The 2026 Košice Open was a professional tennis tournament played on clay courts. It was the 13th edition of the tournament which was part of the 2026 ATP Challenger Tour. It took place in Košice, Slovakia between 25 and 31 May 2026.
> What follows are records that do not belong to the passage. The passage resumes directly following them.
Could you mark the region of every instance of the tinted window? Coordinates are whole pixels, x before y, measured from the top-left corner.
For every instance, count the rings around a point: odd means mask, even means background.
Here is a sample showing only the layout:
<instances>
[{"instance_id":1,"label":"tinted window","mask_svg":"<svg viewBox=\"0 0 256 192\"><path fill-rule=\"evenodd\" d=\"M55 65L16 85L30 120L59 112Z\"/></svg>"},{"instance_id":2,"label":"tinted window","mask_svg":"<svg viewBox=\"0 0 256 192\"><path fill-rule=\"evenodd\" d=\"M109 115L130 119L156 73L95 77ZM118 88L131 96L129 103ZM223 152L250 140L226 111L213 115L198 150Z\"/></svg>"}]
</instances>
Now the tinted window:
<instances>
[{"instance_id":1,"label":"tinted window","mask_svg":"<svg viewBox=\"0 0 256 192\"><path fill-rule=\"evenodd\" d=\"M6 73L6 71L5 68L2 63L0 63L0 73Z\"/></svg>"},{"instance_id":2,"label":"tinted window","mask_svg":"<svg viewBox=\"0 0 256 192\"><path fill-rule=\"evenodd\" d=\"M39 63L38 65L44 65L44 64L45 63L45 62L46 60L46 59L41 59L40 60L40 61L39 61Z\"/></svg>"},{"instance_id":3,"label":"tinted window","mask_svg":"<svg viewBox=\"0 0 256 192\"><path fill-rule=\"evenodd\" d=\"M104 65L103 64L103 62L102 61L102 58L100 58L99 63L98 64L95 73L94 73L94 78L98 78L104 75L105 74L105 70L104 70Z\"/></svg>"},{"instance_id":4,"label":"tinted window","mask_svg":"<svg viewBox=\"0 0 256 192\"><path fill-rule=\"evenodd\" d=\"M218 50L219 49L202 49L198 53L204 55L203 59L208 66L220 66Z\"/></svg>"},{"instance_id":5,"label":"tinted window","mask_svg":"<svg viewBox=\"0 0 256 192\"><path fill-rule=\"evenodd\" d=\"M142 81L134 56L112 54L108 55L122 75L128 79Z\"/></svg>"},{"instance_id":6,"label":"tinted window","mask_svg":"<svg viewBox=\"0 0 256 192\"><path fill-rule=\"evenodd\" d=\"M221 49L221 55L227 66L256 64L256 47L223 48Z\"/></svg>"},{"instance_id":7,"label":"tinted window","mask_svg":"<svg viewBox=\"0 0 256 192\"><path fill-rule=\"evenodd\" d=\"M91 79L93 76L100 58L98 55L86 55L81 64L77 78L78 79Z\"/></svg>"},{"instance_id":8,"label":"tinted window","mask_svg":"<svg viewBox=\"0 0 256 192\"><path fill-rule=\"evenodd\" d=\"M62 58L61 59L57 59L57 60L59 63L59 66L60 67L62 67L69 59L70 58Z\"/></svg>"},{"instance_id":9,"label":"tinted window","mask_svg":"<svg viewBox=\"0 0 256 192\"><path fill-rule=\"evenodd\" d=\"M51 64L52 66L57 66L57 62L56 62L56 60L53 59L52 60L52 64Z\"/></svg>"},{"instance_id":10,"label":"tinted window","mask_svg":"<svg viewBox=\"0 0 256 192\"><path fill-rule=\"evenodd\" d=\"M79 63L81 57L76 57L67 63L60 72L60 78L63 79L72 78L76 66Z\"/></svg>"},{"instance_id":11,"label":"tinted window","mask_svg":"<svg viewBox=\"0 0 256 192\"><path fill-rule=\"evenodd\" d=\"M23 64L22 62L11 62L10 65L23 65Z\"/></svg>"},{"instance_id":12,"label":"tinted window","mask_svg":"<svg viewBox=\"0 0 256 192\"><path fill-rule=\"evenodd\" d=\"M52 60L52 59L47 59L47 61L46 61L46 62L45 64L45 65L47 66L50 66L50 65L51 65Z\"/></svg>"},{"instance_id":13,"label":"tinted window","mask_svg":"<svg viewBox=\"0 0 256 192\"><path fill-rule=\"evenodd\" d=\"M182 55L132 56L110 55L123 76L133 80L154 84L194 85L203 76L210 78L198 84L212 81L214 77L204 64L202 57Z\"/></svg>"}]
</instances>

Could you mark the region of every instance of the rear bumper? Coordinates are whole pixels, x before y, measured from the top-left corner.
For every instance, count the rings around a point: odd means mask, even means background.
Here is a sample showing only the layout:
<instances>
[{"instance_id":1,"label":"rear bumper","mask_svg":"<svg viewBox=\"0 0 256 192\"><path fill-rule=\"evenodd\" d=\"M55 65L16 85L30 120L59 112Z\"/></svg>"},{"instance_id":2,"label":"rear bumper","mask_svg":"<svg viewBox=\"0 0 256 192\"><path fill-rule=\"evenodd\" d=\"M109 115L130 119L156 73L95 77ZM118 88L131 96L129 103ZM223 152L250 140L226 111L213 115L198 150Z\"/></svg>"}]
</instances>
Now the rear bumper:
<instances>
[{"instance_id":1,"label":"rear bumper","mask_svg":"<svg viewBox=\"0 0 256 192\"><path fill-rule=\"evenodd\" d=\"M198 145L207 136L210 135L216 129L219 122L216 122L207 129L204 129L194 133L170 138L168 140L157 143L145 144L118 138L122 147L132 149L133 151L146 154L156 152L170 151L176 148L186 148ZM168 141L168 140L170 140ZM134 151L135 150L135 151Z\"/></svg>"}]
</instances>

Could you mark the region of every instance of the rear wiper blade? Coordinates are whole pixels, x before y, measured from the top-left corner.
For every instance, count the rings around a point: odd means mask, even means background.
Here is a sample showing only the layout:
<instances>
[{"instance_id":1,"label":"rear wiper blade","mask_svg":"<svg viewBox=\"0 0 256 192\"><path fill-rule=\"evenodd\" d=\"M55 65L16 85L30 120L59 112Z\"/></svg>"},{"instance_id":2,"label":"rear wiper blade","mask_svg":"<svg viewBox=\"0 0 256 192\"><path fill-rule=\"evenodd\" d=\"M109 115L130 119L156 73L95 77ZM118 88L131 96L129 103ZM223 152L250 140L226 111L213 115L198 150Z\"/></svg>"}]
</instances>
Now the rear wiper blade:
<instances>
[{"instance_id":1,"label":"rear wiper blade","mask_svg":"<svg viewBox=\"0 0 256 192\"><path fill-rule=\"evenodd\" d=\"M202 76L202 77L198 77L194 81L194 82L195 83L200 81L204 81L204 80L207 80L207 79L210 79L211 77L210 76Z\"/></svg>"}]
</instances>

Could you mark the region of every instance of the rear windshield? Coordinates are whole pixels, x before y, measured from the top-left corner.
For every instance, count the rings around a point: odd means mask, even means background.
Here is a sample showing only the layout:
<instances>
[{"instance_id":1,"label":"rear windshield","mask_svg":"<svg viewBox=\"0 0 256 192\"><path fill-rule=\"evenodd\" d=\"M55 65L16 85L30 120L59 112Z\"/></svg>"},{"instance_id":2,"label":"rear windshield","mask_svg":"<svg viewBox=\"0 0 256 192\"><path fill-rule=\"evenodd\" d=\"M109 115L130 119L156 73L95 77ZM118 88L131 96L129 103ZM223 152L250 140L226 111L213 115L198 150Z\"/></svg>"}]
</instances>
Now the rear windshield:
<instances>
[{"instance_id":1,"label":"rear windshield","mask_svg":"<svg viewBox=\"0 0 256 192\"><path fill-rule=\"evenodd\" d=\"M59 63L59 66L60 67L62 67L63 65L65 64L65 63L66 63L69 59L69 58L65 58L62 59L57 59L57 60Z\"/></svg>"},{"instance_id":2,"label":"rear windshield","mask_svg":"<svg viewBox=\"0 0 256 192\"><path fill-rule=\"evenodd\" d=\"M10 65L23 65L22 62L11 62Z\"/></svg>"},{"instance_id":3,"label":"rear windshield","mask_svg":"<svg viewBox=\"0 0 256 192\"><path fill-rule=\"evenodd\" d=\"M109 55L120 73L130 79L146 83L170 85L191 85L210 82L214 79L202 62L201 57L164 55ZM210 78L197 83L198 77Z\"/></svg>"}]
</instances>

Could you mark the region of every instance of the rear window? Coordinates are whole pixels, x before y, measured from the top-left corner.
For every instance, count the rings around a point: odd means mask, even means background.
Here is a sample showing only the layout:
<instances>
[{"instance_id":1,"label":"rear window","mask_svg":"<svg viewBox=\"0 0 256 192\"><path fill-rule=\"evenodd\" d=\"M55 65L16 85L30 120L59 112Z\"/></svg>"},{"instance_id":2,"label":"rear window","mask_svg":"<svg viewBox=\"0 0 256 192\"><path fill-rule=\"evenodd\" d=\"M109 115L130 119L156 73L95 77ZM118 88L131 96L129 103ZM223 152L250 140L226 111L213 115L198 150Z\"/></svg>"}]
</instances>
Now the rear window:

==Singles main-draw entrants==
===Seeds===

| Country | Player | Rank^{1} | Seed |
|---|---|---|---|
| GBR | Jay Clarke | 199 | 1 |
| BEL | Gilles-Arnaud Bailly | 208 | 2 |
| URU | Franco Roncadelli | 227 | 3 |
| ARG | Guido Iván Justo | 249 | 4 |
| USA | Stefan Dostanic | 266 | 5 |
| CZE | Martin Krumich | 293 | 6 |
| USA | Dali Blanch | 296 | 7 |
| CZE | Hynek Bartoň | 304 | 8 |

- ^{1} Rankings are as of 18 May 2026.

===Other entrants===
The following players received wildcards into the singles main draw:
- SVK Jozef Kovalík
- SVK Michal Krajčí
- SVK Lukáš Pokorný

The following player received entry into the singles main draw as an alternate:
- SVK Andrej Martin

The following players received entry from the qualifying draw:
- MAR Karim Bennani
- POL Tomasz Berkieta
- HUN Péter Fajta
- BUL Ivan Ivanov
- BRA Pedro Sakamoto
- BRA Paulo André Saraiva dos Santos

==Champions==
===Singles===

- SUI Kilian Feldbausch def. CZE Martin Krumich 6–0, 4–6, 6–4.

===Doubles===

- SVK Miloš Karol / CRO Nino Serdarušić def. SVK Lukáš Pokorný / CZE David Poljak 5–7, 7–6^{(7–4)}, [10–5].